Care for some muons with that?
The quark-gluon plasma produced by collisions vanishes almost instantly, as its constituents quickly find partners and form stable particles composed of two or more quarks held together by gluons. Some of these are familiar, like protons and neutrons, but others are unstable and not seen outside of high-energy events. The B mesons fall into that category, as they’re made of a heavy, unstable bottom antiquark bound to a lighter (and possibly unstable) partner.
One of the four detectors at the LHC, LHCb, is specialized in identifying B mesons and observing their decays. It was built because these decays provide multiple tests of the Standard Model, making deviations from its predictions relatively easy to spot. And when it comes to muons, LHCb is seeing a weak but consistent pattern of deviations.
Muons can be thought of as a heavier relative of the electron—they have the same charge but differ in mass and stability. From the perspective of Standard Model interactions, they’re interchangeable. Any decay that produces an electron could also produce a muon, and it does so at a frequency that depends only on the mass difference between the two types of particles.
So if we see anything different, then it’s a sign there’s something weird going on that’s not accounted for by the Standard Model. According to CERN, we’re seeing something weird. In a recent talk, the LHCb team described its analysis of data on B0 meson decays, which should produce a pair of electrons or muons.

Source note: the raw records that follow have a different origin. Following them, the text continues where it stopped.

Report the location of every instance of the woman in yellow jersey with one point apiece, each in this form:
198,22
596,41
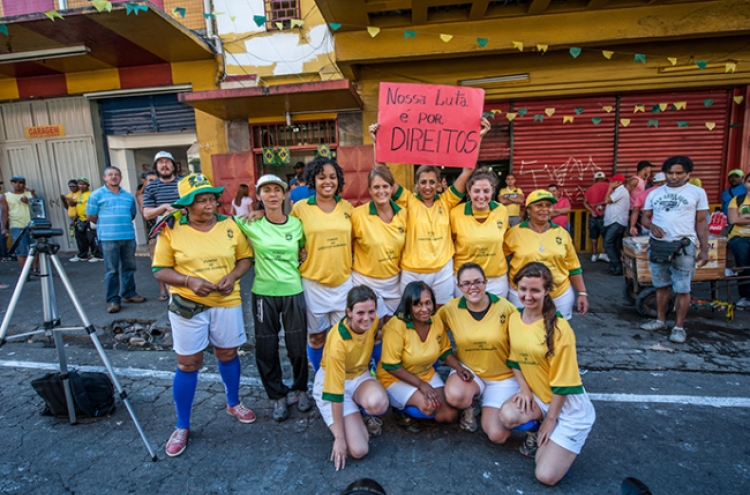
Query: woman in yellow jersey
412,344
428,254
479,324
201,259
379,233
344,384
538,239
543,358
478,229
326,273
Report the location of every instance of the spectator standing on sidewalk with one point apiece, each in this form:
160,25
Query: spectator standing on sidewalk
17,214
595,201
85,234
113,210
512,197
675,213
615,222
561,209
736,187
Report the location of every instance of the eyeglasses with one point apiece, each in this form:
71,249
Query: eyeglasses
476,283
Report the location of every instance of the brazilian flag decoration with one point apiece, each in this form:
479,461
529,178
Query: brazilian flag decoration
323,150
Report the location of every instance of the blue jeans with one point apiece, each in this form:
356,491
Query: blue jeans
119,266
740,247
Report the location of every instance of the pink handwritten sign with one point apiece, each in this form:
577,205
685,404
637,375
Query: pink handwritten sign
424,124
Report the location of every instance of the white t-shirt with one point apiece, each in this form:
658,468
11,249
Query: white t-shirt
618,210
675,208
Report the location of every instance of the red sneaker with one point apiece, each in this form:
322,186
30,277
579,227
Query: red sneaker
242,413
177,442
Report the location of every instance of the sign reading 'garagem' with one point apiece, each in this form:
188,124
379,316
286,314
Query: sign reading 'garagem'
425,124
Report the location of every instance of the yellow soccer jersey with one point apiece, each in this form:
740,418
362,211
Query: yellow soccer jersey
208,255
328,240
346,355
402,348
557,374
378,245
554,248
429,245
740,230
481,243
481,345
514,209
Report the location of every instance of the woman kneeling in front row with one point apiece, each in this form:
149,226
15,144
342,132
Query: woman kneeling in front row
412,344
543,358
343,383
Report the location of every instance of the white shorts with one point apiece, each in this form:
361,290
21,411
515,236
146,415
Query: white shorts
400,392
441,281
494,393
326,306
495,285
564,302
223,327
573,423
350,386
388,291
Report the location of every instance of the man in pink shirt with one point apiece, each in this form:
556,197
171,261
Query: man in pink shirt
637,206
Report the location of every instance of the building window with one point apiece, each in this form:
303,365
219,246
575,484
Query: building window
281,11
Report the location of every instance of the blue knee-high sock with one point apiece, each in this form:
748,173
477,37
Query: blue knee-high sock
315,356
183,391
230,375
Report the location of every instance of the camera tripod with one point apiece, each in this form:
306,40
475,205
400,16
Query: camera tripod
47,251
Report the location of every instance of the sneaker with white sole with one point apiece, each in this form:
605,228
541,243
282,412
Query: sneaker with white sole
678,335
654,325
468,421
177,442
242,413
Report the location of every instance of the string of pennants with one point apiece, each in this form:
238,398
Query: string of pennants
625,122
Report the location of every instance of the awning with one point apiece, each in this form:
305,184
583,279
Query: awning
275,101
87,40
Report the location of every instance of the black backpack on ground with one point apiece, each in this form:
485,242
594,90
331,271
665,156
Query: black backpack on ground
93,394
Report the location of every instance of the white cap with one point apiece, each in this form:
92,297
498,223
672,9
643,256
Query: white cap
164,154
269,179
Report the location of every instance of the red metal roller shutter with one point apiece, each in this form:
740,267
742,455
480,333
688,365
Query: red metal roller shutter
707,148
568,154
496,144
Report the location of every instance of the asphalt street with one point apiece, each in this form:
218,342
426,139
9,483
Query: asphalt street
670,415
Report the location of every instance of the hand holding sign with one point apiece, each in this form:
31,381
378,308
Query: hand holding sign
429,125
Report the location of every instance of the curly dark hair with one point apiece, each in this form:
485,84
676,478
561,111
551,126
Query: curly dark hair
316,166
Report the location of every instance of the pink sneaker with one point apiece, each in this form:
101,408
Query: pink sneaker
242,413
177,442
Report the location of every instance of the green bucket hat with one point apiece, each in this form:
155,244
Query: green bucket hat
192,185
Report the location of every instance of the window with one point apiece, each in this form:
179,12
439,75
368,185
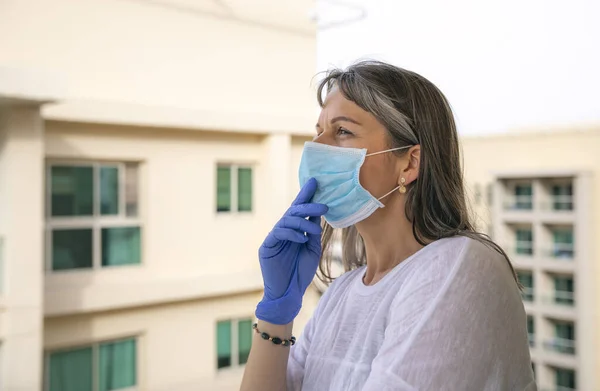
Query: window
102,367
562,197
563,243
523,196
564,341
92,215
563,290
234,188
531,330
1,265
234,339
565,379
526,279
524,244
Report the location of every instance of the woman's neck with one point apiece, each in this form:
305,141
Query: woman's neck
388,241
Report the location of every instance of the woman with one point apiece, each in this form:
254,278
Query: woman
427,303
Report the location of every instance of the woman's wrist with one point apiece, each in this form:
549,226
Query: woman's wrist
276,330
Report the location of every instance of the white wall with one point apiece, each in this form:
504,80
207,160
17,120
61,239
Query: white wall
135,52
502,64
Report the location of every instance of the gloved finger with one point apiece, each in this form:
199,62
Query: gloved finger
314,240
307,210
289,234
299,224
307,192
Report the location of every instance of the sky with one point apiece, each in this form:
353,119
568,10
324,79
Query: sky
505,66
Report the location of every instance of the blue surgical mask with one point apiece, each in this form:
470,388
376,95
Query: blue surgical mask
337,170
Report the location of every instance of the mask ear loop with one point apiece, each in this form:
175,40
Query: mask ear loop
387,194
389,150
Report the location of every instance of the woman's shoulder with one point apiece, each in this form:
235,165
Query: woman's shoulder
460,258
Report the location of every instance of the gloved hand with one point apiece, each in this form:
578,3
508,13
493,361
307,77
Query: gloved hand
289,258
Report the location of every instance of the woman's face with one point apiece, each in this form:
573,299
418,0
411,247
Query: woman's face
344,124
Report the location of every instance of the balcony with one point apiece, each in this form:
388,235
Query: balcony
562,298
518,203
558,203
527,294
560,345
531,339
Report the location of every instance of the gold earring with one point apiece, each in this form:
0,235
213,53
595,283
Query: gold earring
402,188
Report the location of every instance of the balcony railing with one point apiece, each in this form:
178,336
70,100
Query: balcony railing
565,298
523,202
523,248
560,251
560,345
527,294
531,339
558,203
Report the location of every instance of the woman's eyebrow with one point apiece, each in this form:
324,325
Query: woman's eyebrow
343,118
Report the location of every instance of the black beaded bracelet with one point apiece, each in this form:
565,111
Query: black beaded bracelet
275,340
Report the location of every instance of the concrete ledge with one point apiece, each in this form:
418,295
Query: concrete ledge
124,113
68,294
19,86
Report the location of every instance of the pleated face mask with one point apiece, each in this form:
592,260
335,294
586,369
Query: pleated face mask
337,170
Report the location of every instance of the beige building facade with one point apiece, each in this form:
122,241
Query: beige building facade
534,194
146,149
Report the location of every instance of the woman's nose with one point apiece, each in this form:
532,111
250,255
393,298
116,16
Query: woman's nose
324,138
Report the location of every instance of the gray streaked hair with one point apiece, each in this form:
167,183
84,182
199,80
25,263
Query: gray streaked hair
414,112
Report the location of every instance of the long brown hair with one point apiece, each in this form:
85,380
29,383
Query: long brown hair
414,111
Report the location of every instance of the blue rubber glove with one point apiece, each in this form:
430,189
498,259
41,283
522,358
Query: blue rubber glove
289,258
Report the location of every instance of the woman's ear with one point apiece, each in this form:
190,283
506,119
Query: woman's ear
411,164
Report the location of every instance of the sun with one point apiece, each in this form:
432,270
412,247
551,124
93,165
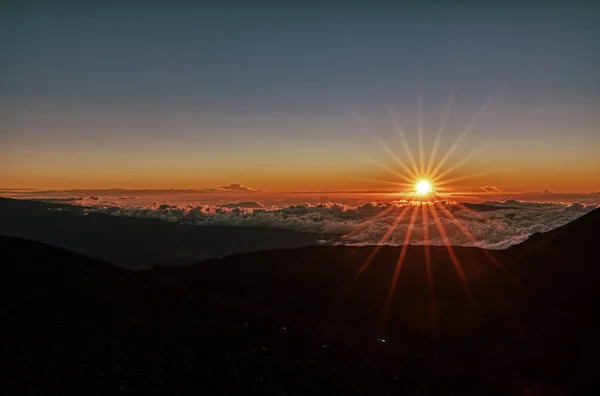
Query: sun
423,187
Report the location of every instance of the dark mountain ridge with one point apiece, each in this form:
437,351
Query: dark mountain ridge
516,321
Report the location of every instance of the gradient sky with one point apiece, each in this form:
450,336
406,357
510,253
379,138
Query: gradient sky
283,97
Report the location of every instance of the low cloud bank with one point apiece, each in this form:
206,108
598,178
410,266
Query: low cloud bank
491,225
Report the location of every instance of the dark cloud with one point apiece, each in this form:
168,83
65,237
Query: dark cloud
491,189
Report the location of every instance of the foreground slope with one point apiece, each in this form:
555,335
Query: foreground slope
136,242
295,321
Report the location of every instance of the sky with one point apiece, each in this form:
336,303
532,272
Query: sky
292,97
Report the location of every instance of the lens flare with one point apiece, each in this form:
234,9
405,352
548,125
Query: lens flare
421,175
423,187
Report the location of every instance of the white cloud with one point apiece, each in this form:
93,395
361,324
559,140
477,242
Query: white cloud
238,188
491,189
511,223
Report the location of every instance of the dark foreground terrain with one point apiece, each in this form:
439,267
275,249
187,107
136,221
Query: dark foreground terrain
518,322
136,242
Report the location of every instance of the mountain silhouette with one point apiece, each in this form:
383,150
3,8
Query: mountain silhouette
299,321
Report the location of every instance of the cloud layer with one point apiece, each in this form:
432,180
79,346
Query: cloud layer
492,225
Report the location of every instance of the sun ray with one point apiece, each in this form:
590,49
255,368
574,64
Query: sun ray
453,257
460,163
399,264
428,269
385,237
367,222
420,133
388,182
461,137
465,177
472,238
439,135
402,135
393,155
389,170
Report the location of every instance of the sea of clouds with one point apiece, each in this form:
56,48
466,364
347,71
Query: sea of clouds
491,224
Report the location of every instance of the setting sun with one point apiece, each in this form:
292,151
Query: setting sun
423,187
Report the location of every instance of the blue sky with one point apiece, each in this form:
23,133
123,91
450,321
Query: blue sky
123,83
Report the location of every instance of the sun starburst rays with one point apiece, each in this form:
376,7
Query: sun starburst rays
428,178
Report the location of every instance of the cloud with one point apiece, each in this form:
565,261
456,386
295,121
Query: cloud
238,188
494,224
491,189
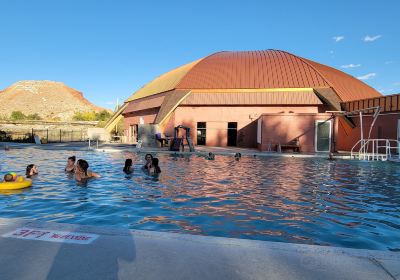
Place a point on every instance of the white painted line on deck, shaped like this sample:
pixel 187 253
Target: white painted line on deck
pixel 52 235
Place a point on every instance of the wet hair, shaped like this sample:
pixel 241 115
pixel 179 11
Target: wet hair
pixel 128 163
pixel 155 162
pixel 8 177
pixel 150 155
pixel 28 169
pixel 73 158
pixel 83 164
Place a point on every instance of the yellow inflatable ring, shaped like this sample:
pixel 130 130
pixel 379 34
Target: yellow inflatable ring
pixel 16 185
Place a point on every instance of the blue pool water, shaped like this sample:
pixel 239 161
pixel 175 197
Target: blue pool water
pixel 301 200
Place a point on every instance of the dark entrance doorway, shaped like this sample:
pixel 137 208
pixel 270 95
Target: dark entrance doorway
pixel 201 133
pixel 232 133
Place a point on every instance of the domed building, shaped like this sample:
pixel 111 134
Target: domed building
pixel 267 99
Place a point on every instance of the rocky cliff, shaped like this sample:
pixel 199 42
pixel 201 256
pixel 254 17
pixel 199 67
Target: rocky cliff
pixel 50 100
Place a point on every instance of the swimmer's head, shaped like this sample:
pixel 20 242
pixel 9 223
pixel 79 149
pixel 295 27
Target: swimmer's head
pixel 8 177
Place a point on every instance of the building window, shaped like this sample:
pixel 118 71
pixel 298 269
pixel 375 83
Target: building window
pixel 201 133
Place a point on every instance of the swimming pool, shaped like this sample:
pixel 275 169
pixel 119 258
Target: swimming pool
pixel 301 200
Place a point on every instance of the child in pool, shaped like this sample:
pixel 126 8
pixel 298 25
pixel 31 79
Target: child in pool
pixel 128 166
pixel 148 158
pixel 154 169
pixel 31 170
pixel 211 156
pixel 82 172
pixel 10 177
pixel 70 164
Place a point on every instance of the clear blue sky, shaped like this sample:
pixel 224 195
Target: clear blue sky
pixel 109 49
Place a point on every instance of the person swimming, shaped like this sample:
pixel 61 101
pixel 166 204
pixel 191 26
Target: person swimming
pixel 149 159
pixel 70 164
pixel 10 177
pixel 155 168
pixel 211 156
pixel 31 170
pixel 82 171
pixel 128 166
pixel 238 156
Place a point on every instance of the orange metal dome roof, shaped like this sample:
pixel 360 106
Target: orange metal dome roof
pixel 271 69
pixel 267 69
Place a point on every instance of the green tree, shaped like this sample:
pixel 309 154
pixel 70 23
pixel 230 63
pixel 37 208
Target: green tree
pixel 17 115
pixel 103 115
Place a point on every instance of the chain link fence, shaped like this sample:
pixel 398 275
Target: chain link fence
pixel 45 135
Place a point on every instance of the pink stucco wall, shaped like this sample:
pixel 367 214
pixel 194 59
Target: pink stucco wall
pixel 283 128
pixel 217 118
pixel 386 127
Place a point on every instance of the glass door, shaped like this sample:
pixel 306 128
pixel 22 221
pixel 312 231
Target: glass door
pixel 323 136
pixel 232 133
pixel 201 133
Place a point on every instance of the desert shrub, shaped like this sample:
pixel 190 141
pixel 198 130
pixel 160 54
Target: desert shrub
pixel 84 116
pixel 34 116
pixel 17 115
pixel 102 116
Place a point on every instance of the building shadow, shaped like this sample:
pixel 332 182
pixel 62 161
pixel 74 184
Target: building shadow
pixel 107 257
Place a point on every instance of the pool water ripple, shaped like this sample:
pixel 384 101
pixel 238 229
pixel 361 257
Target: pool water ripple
pixel 302 200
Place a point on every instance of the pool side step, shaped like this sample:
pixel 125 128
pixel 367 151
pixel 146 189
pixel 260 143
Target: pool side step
pixel 29 251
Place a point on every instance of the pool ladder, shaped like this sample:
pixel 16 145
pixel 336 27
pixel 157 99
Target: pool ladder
pixel 376 149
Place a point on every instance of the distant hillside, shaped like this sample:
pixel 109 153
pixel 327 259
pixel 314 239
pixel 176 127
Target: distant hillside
pixel 50 100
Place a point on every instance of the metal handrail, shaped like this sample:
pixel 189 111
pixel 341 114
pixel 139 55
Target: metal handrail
pixel 364 154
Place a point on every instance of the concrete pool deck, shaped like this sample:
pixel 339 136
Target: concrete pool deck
pixel 124 254
pixel 201 150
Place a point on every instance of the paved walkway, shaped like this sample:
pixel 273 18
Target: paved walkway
pixel 36 250
pixel 115 147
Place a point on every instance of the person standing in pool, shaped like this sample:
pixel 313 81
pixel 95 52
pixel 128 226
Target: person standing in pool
pixel 154 169
pixel 128 169
pixel 31 170
pixel 82 171
pixel 148 161
pixel 211 156
pixel 70 164
pixel 238 156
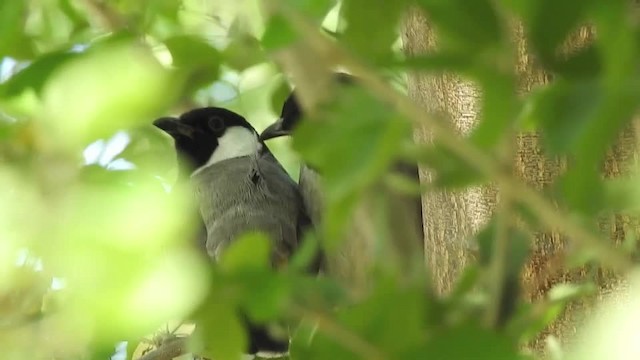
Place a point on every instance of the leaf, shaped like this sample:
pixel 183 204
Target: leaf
pixel 354 120
pixel 15 42
pixel 36 75
pixel 315 9
pixel 357 37
pixel 390 322
pixel 249 251
pixel 278 33
pixel 564 109
pixel 498 109
pixel 266 294
pixel 469 341
pixel 243 52
pixel 196 58
pixel 464 24
pixel 221 331
pixel 279 95
pixel 127 86
pixel 548 22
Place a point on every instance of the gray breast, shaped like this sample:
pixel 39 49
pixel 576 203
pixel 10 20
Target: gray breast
pixel 236 196
pixel 312 194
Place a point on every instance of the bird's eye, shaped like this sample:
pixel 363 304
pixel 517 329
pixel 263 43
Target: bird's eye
pixel 216 124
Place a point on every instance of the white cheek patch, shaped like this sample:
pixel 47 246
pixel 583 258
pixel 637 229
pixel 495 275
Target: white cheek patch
pixel 237 141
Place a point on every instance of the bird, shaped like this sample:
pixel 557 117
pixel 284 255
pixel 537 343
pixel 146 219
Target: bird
pixel 352 262
pixel 240 187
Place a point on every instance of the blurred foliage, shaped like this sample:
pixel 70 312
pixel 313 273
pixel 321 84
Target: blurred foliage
pixel 96 250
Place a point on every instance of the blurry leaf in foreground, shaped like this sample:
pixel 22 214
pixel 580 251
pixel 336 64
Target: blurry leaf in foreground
pixel 112 87
pixel 612 332
pixel 221 331
pixel 124 251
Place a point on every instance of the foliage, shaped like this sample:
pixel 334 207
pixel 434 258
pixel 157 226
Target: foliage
pixel 95 250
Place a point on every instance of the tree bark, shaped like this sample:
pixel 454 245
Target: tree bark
pixel 451 218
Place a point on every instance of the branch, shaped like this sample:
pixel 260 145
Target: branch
pixel 473 156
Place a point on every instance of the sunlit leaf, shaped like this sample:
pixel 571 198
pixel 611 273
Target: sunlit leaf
pixel 108 89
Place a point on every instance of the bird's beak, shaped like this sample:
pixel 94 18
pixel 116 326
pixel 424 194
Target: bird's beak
pixel 173 127
pixel 273 131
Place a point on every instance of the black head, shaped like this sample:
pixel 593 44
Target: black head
pixel 202 133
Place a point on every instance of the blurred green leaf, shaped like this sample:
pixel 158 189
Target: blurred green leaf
pixel 15 42
pixel 316 9
pixel 36 75
pixel 222 331
pixel 360 15
pixel 498 107
pixel 196 58
pixel 478 344
pixel 468 24
pixel 549 23
pixel 250 251
pixel 564 111
pixel 353 120
pixel 243 52
pixel 278 34
pixel 126 86
pixel 377 321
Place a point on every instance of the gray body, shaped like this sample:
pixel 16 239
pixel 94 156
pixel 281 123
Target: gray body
pixel 246 193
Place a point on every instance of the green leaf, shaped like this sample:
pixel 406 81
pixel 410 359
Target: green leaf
pixel 581 64
pixel 36 75
pixel 127 87
pixel 564 109
pixel 360 32
pixel 469 341
pixel 315 9
pixel 548 23
pixel 389 323
pixel 278 33
pixel 249 251
pixel 279 95
pixel 465 24
pixel 221 331
pixel 15 42
pixel 243 52
pixel 266 295
pixel 196 58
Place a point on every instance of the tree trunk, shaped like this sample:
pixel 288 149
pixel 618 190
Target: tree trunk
pixel 451 218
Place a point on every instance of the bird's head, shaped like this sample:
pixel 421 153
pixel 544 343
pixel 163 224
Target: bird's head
pixel 209 135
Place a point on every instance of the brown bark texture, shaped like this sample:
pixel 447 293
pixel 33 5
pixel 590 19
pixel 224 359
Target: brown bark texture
pixel 451 218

Rather than seeing the predicted number of muons, however, the experiment is running a muon deficit. The deficit isn’t large, however; its current statistical significance is only about 2.4 sigma. That’s well under the five sigma needed to announce a discovery, and it’s similar in magnitude to hints of discoveries that have vanished in the light of additional data. Put differently: on its own, a 2.4 sigma result isn’t enough to get physicists excited.
The difference here is that this result isn’t on its own. Previous work on the decay of a different type of B meson decay compared the numbers of muons produced to the number of taus (the heaviest of the electron-like particles). Again, muons were produced at lower-than-expected rates, but the numbers didn’t reach statistical significance. In this case, however, two other particle accelerators had already produced similar results.
The good news is that these results were mostly generated from an analysis of early data from the LHC. There’s much more data to look through, and the muon deficit is now likely to be a high priority as computing time becomes available.
Both of the recent results are a nice reminder that, while the public focuses on the excitement of new particles, the really revolutionary stuff may end up coming from an odd anomaly hiding among familiar stuff. While this might lead to new particles eventually, you don’t need them to know that something new has to be out there.